Using the library, you can start an analysis VM as follows:
from libcloudforensics.providers.azure import forensics
# Create a copy of the disk 'disk1' from one account to another
copy = forensics.CreateDiskCopy('resource_group_name',
disk_name='disk1',
src_profile='src_profile',
dst_profile='dst_profile')
# Start an analysis VM 'vm-forensics' for investigation in the Azure account
# dst_profile, and attach the copy created in the previous step.

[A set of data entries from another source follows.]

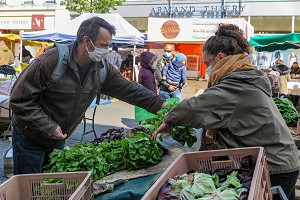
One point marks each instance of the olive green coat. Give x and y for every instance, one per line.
x=242, y=111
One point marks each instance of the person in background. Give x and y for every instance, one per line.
x=283, y=78
x=41, y=50
x=6, y=55
x=295, y=70
x=292, y=58
x=26, y=55
x=128, y=62
x=114, y=58
x=146, y=74
x=295, y=74
x=161, y=63
x=45, y=116
x=174, y=74
x=238, y=106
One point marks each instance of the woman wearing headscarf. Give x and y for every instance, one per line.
x=239, y=107
x=146, y=74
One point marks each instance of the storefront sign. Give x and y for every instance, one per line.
x=205, y=11
x=15, y=22
x=191, y=29
x=37, y=22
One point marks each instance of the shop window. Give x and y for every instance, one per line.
x=50, y=1
x=271, y=24
x=297, y=24
x=28, y=2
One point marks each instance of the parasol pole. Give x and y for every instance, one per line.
x=133, y=63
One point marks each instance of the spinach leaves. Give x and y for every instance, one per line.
x=135, y=152
x=287, y=110
x=184, y=135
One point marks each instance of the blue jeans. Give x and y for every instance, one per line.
x=28, y=157
x=166, y=94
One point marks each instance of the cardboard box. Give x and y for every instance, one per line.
x=74, y=185
x=203, y=161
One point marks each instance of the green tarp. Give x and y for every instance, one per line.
x=275, y=42
x=142, y=114
x=132, y=189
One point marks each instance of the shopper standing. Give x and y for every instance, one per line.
x=239, y=107
x=146, y=74
x=45, y=115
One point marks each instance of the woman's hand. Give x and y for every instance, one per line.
x=164, y=129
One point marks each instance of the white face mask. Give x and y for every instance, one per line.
x=208, y=70
x=98, y=54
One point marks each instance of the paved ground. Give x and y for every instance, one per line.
x=114, y=115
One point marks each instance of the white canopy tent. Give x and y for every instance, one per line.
x=126, y=34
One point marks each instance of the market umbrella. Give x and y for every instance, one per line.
x=275, y=42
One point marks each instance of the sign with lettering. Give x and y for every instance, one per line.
x=191, y=29
x=15, y=23
x=37, y=22
x=204, y=11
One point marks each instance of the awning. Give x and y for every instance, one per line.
x=275, y=42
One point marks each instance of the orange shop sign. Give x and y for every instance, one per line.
x=190, y=29
x=170, y=29
x=37, y=22
x=15, y=22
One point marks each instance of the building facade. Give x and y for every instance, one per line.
x=30, y=15
x=267, y=16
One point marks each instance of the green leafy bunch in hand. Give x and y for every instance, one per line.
x=184, y=135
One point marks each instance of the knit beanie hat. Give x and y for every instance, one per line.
x=167, y=55
x=180, y=57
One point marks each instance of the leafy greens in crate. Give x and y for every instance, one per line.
x=184, y=135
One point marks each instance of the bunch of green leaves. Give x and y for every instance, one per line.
x=287, y=110
x=184, y=135
x=82, y=157
x=135, y=152
x=114, y=153
x=142, y=151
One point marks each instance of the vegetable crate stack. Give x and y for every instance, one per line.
x=67, y=185
x=240, y=173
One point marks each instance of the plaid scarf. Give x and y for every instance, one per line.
x=228, y=64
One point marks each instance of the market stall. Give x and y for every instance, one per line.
x=188, y=35
x=275, y=42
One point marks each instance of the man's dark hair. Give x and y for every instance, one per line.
x=115, y=48
x=91, y=28
x=228, y=39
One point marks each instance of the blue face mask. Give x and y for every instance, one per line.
x=208, y=70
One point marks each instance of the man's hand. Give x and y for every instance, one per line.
x=58, y=135
x=171, y=88
x=163, y=105
x=164, y=129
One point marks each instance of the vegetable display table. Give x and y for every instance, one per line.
x=294, y=86
x=92, y=105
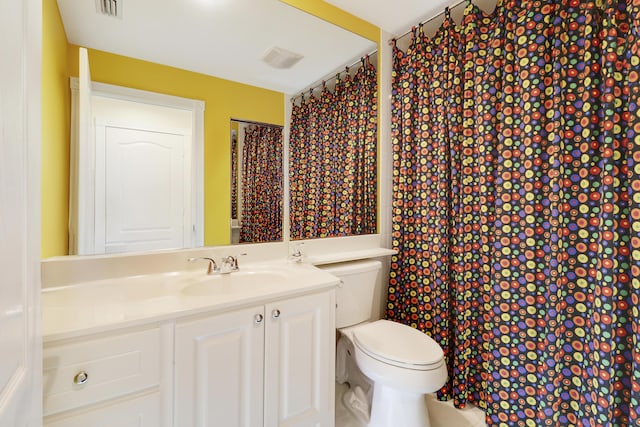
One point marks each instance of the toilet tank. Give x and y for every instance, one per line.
x=354, y=295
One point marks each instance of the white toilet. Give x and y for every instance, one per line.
x=389, y=366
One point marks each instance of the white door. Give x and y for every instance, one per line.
x=142, y=189
x=219, y=370
x=299, y=362
x=20, y=339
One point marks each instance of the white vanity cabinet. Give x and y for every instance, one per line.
x=269, y=365
x=113, y=379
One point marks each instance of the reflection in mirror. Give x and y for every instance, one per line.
x=256, y=182
x=333, y=157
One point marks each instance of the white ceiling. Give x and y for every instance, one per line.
x=396, y=16
x=223, y=38
x=227, y=38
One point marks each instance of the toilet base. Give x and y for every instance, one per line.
x=391, y=407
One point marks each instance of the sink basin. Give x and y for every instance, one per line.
x=234, y=282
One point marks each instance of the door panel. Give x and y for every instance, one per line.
x=299, y=362
x=219, y=370
x=20, y=138
x=143, y=190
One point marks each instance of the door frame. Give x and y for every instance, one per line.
x=122, y=93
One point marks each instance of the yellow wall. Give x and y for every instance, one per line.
x=56, y=111
x=337, y=16
x=224, y=100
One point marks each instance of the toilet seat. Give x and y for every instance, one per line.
x=398, y=345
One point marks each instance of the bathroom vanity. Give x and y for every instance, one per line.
x=251, y=348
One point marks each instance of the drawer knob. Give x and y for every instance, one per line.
x=81, y=378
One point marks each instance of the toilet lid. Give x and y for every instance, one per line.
x=398, y=345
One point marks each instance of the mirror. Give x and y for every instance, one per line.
x=256, y=182
x=252, y=90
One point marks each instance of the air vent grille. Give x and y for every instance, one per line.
x=278, y=57
x=110, y=7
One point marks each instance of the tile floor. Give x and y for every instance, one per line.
x=442, y=414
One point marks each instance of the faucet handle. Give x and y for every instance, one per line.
x=212, y=267
x=296, y=252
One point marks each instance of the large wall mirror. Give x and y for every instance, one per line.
x=231, y=79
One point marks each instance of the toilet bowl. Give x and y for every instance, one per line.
x=389, y=366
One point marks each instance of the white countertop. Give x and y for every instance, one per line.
x=103, y=305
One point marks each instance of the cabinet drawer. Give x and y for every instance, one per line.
x=86, y=372
x=141, y=411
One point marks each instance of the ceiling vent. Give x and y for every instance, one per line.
x=111, y=8
x=281, y=58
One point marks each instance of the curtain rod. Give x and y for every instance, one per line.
x=446, y=10
x=324, y=80
x=250, y=122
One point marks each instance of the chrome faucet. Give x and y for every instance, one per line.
x=229, y=264
x=212, y=267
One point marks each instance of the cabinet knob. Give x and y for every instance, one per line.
x=81, y=378
x=258, y=318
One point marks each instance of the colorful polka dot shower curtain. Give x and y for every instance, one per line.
x=516, y=211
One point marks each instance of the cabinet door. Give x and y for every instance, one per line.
x=299, y=361
x=219, y=370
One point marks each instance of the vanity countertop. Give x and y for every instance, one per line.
x=98, y=306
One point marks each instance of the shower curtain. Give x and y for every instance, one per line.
x=516, y=208
x=333, y=158
x=262, y=184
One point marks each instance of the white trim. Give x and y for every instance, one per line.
x=197, y=108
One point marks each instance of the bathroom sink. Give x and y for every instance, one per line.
x=233, y=282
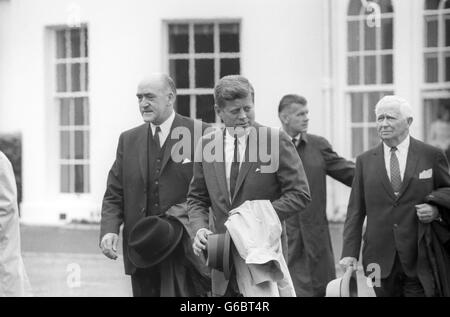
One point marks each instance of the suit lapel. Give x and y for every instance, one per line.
x=144, y=137
x=246, y=165
x=381, y=166
x=219, y=167
x=411, y=164
x=169, y=143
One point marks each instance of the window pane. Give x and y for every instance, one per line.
x=65, y=145
x=432, y=4
x=354, y=7
x=86, y=50
x=179, y=71
x=183, y=105
x=431, y=68
x=76, y=76
x=81, y=144
x=386, y=6
x=79, y=178
x=353, y=36
x=86, y=77
x=447, y=30
x=447, y=68
x=65, y=178
x=369, y=37
x=431, y=34
x=370, y=70
x=357, y=141
x=75, y=42
x=204, y=73
x=80, y=111
x=178, y=38
x=205, y=108
x=386, y=34
x=353, y=70
x=204, y=38
x=60, y=44
x=229, y=66
x=373, y=137
x=387, y=69
x=372, y=100
x=64, y=111
x=61, y=76
x=357, y=107
x=229, y=37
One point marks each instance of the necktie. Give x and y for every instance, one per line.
x=156, y=140
x=396, y=179
x=234, y=168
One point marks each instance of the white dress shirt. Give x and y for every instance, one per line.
x=229, y=153
x=402, y=155
x=165, y=128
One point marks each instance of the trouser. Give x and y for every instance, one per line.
x=146, y=283
x=398, y=284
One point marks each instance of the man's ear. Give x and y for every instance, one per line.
x=409, y=120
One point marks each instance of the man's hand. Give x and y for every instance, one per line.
x=109, y=245
x=427, y=213
x=200, y=240
x=347, y=262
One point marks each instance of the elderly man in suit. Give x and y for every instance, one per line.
x=391, y=184
x=226, y=182
x=311, y=261
x=145, y=179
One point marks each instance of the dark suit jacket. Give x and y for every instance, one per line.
x=392, y=223
x=311, y=261
x=287, y=188
x=125, y=197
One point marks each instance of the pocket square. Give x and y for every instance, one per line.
x=426, y=174
x=186, y=160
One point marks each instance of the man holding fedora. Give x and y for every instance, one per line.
x=234, y=171
x=146, y=192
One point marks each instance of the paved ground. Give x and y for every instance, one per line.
x=66, y=261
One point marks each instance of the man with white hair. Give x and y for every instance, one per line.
x=390, y=188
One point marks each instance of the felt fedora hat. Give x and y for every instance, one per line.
x=345, y=286
x=218, y=254
x=152, y=239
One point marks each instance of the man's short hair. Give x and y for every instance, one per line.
x=288, y=100
x=232, y=87
x=170, y=83
x=396, y=101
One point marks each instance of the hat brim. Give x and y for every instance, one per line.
x=141, y=262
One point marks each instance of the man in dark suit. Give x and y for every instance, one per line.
x=311, y=261
x=230, y=176
x=146, y=179
x=391, y=184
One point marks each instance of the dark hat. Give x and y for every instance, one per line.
x=218, y=253
x=152, y=239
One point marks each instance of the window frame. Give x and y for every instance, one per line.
x=361, y=87
x=72, y=128
x=191, y=56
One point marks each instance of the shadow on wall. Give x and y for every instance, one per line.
x=11, y=146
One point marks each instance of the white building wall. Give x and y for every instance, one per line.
x=281, y=47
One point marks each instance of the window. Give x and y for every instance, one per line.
x=436, y=91
x=199, y=54
x=370, y=44
x=437, y=41
x=72, y=99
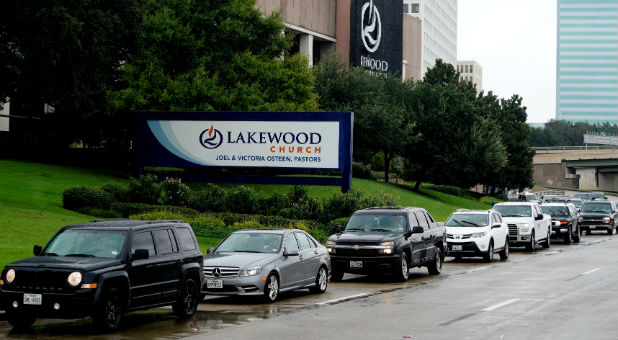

analysis_vm, _ = forensics.StartAnalysisVm('resource_group_name',
'vm-forensics',
50,
'ssh-rsa AAAbbbbFFFF...',
cpu_cores=4,
# In this scenario we consider that the final disk copy name is 'disk1-copy' for illustration purpose.
attach_disks=['disk1-copy'],
dst_profile='dst_profile')
The equivalent CLI command is:
# Create a copy of the disk 'disk1' in the dst_account Azure account.
# In this scenario we consider that the final disk copy name is 'disk1-copy' for illustration purpose.
cloudforensics az 'resource_group_name' copydisk --disk_name='disk1' --src_profile='src_profile' --dst_profile='dst_profile'
# Start an analysis VM 'vm-forensics' for investigation in the Azure account
# dst_profile, and attach a volume to it.
# A SSH key pair will be automatically generated and associated to the instance.
cloudforensics az 'resource_group_name' startvm 'vm-forensics' --disk_size=50 --cpu_cores=4 --attach_disks='disk1-copy' --dst_profile='dst_profile'
You’re now ready to go! Log in your Azure account, find the instance’s IP address and SSH to it.
Important
Pro tip: you can export an environment variable ‘STARTUP_SCRIPT’ that points to a custom bash script.
This script will be shipped to the instance being created and executed during the first boot. You can do any kind of pre-processing you want in this script.